En segundo lugar, no tenía cómo comprar la entrada desde Paraguay. Mi plan era comprarla ese mismo día en una disquería del centro de Buenos Aires, pero no pude hacerlo. Hice fila durante horas frente al teatro, y ahí en boletería las venderían recién cuando habilitaran el acceso al concierto. No podía más con la ansiedad que amenazaba con convertirse en desesperación. Hasta que, minutos antes de que nos dejaran entrar, viene un señor de la nada y me pregunta si quiero comprarle una entrada, que “era para un amigo suyo que no apareció” y no sé qué más. Me mostró en su teléfono la confirmación de compra y comprobé que eran auténticas, así que cerramos el trato. ¡Y listo!
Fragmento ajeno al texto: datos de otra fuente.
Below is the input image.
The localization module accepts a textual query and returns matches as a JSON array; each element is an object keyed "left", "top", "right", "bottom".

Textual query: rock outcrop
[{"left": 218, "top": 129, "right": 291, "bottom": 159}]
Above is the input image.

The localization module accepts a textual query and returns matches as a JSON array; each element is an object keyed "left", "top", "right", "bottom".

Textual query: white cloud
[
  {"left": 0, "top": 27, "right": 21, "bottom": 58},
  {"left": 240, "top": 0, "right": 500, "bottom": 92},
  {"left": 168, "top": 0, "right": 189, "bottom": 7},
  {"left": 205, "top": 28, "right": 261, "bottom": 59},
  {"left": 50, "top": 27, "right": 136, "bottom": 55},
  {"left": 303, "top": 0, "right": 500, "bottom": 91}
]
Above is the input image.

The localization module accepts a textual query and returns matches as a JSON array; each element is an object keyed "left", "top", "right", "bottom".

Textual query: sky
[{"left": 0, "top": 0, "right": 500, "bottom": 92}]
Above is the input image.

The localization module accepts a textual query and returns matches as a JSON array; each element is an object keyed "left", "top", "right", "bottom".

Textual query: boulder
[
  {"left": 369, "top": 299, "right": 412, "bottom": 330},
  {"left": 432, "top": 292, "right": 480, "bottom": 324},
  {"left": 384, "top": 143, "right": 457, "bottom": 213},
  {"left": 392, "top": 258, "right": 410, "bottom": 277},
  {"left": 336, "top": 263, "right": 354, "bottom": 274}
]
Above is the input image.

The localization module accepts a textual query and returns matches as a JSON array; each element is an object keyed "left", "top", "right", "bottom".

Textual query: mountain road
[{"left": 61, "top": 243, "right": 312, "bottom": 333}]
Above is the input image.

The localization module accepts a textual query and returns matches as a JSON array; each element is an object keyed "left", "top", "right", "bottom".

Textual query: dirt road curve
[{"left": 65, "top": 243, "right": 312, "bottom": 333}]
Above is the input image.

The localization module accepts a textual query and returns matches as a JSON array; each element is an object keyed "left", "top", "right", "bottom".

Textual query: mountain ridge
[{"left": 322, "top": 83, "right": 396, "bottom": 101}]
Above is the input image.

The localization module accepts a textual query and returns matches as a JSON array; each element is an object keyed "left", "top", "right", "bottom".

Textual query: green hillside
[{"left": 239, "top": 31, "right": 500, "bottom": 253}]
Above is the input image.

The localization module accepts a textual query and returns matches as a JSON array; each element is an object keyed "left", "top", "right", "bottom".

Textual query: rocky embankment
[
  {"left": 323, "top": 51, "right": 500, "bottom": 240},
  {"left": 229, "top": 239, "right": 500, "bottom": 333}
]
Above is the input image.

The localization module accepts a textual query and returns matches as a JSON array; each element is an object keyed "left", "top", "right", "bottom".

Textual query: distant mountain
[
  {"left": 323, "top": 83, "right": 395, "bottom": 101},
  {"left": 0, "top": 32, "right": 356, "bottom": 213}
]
Conseguí entrar primera de todos, me compré una remera de la gira (que llevo puesta mientras escribo esto) y fui a ocupar mi lugar en la valla, frente mismo a ellos, contando los segundos para que comenzara el concierto.
En tercer lugar: fue un día infernal. IN FER NAL. Primero, iba a quedarme en lo de una amiga a dormir, pero no íbamos a poder vernos hasta después del concierto, así que el plan era deambular con mi mochila por Buenos Aires, comprar mi entrada y esperar frente al teatro. Sencillo, sin complicaciones. Pero no, el universo tenía preparado el peor día posible para mi, aunque eso no minó mi ánimo (aunque sí me agotó bastante, mental y físicamente). Luego de comerme el viaje de 18 horas en bus, llegué a la capital temprano por la mañana. Estaba muy fresco y se sentía en el aire un olor asqueroso como a algas podridas, lo cual era extraño pero no me alarmé tanto. Estaba algo nublado pero tampoco me pareció raro. Tonta de mi.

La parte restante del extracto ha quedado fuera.